Книга Капкан супружеской свободы, страница 51. Автор книги Олег Рой

Разделитель для чтения книг в онлайн библиотеке

Онлайн книга «Капкан супружеской свободы»

Cтраница 51

— Знаешь, очень трудно всю жизнь прожить с клеймом предательницы. Очень-очень.

— Ты никого не предавала, — сказал он не совсем уверенным тоном.

— Отчего же? — спокойно возразила она. — Сначала своих родителей. Потом свою дочь. Потом… да мало ли предательств мы совершаем в жизни? Просто в моей судьбе их удельный вес оказался слишком высок и слишком заметен. Для меня самой. Для других.

Он молчал, не зная, каких слов ждет от него эта женщина. А она не ждала ничего. Просто отвернулась к окну, рассвет в котором стал совсем ярким, и отвела рукой уже кем-то приоткрытую створку.

— Смотри, — сказала она, — это новое начало. Каждый день дает тебе шанс, пока ты еще жив. Не забывай об этом.

Он знал, что спит, но знал и другое: все, что она говорит, — правда. И, твердо решив просыпаться и жить дальше, он кивнул женщине, фигура которой становилась почти неразличимой на фоне рассвета.

Глава одиннадцатая. Предательство

Утром он поймал себя на том, что напевает за бритьем. Впервые с тех пор, как… Нет, не надо об этом. И, тряхнув головой, отгоняя воспоминания, которые не позволили бы ему прожить этот начинающийся день нормальным человеком, Алексей быстро покончил со сборами и завтраком и вышел из дома.

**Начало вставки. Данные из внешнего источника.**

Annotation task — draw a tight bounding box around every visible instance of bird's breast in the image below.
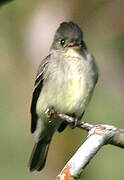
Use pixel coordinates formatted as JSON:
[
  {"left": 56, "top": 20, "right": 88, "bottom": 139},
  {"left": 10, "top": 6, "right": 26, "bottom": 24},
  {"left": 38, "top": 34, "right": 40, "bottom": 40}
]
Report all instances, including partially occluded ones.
[{"left": 37, "top": 55, "right": 93, "bottom": 116}]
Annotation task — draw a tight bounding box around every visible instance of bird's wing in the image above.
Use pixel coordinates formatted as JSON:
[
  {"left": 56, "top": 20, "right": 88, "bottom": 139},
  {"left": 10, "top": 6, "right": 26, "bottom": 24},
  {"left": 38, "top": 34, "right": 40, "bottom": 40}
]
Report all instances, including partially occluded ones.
[{"left": 30, "top": 55, "right": 50, "bottom": 133}]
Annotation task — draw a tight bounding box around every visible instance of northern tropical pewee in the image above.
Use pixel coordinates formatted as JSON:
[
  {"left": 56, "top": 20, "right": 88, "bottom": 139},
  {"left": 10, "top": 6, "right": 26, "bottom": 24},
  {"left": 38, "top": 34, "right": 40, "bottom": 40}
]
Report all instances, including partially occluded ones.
[{"left": 29, "top": 22, "right": 98, "bottom": 171}]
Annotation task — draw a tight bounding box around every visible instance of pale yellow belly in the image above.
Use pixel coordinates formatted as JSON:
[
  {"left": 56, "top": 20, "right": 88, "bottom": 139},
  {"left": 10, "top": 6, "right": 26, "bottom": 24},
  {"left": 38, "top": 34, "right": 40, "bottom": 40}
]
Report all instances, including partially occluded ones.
[{"left": 37, "top": 75, "right": 91, "bottom": 116}]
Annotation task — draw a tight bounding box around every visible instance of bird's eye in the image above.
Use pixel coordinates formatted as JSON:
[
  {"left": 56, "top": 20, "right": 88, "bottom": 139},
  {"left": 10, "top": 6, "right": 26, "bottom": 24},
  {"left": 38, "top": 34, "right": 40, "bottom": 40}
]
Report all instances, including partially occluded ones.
[
  {"left": 81, "top": 41, "right": 87, "bottom": 49},
  {"left": 61, "top": 39, "right": 65, "bottom": 46}
]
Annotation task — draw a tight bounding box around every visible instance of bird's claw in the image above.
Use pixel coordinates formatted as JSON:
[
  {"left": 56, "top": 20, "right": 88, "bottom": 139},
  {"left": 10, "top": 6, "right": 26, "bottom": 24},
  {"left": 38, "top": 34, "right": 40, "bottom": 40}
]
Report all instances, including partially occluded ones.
[{"left": 70, "top": 118, "right": 80, "bottom": 129}]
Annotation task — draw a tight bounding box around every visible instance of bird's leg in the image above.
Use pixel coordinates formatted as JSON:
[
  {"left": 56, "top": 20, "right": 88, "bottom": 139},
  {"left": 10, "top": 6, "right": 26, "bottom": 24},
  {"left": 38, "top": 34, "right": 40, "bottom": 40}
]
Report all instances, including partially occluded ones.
[
  {"left": 45, "top": 107, "right": 80, "bottom": 129},
  {"left": 70, "top": 114, "right": 80, "bottom": 129}
]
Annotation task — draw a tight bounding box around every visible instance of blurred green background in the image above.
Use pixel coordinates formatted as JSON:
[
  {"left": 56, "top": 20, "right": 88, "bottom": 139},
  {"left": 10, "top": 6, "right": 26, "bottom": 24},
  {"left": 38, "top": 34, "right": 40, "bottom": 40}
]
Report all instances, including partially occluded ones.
[{"left": 0, "top": 0, "right": 124, "bottom": 180}]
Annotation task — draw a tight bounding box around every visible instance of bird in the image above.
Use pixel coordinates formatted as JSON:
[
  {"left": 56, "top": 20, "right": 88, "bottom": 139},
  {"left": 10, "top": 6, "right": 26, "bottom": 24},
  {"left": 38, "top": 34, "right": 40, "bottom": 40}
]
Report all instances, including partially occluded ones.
[{"left": 29, "top": 21, "right": 98, "bottom": 172}]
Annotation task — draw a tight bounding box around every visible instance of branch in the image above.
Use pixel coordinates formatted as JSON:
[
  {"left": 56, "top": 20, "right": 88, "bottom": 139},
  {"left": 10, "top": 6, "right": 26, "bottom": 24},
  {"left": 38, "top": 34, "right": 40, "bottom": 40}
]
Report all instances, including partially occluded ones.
[{"left": 46, "top": 109, "right": 124, "bottom": 180}]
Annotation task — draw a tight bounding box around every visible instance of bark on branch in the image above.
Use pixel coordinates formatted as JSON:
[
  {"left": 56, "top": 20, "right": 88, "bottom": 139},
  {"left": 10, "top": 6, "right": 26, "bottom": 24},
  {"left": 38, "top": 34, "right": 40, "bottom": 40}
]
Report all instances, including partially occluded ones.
[{"left": 46, "top": 109, "right": 124, "bottom": 180}]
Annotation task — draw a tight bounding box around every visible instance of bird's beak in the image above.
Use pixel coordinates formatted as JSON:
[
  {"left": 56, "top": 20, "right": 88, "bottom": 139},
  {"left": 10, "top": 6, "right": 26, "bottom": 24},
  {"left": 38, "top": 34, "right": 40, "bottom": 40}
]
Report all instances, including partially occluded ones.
[{"left": 67, "top": 43, "right": 81, "bottom": 50}]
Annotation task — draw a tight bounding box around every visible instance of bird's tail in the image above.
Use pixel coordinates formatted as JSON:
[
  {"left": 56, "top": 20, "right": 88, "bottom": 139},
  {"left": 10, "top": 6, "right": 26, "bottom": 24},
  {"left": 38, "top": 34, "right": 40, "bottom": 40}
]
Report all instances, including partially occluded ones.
[{"left": 29, "top": 139, "right": 50, "bottom": 172}]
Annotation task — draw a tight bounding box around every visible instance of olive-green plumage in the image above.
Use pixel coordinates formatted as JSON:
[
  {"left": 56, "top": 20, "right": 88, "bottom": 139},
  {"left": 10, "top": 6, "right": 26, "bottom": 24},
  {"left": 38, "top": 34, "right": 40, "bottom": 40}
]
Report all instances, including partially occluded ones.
[{"left": 29, "top": 22, "right": 98, "bottom": 171}]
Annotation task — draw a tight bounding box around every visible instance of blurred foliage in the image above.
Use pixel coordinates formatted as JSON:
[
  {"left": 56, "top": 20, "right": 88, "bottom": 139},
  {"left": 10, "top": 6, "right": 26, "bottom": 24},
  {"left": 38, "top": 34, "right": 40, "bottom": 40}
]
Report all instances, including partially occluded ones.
[{"left": 0, "top": 0, "right": 124, "bottom": 180}]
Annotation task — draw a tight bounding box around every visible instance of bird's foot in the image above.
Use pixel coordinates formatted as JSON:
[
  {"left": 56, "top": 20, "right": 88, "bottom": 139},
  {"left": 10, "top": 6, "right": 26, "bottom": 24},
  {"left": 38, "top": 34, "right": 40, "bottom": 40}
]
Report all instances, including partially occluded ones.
[{"left": 70, "top": 118, "right": 80, "bottom": 129}]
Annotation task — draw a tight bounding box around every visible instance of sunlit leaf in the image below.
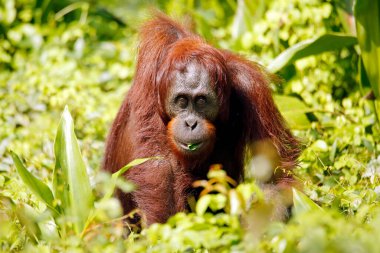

Спокойно и осторожно ведя машину, дожидавшуюся его в гараже, — странно утраченный навык! — он методично и аккуратно выполнил все дела, намеченные с вечера. Побывал в банке и вышел оттуда не то чтобы довольным, но, во всяком случае, успокоенным. Заехал в хирургию к Сашке Панкратову и обсудил с ним то, что требовало дружеского совета. Встретился со знакомым чиновником из Министерства культуры и задал ему необходимые вопросы, чтобы приехать в театр подготовленным ко всем возможным неожиданностям; ответы не слишком удовлетворили его, но Соколовский всегда, во всех обстоятельствах, предпочитал смотреть правде в глаза, и, кажется, это драгоценное качество начало возвращаться к нему вместе с утраченным было душевным равновесием.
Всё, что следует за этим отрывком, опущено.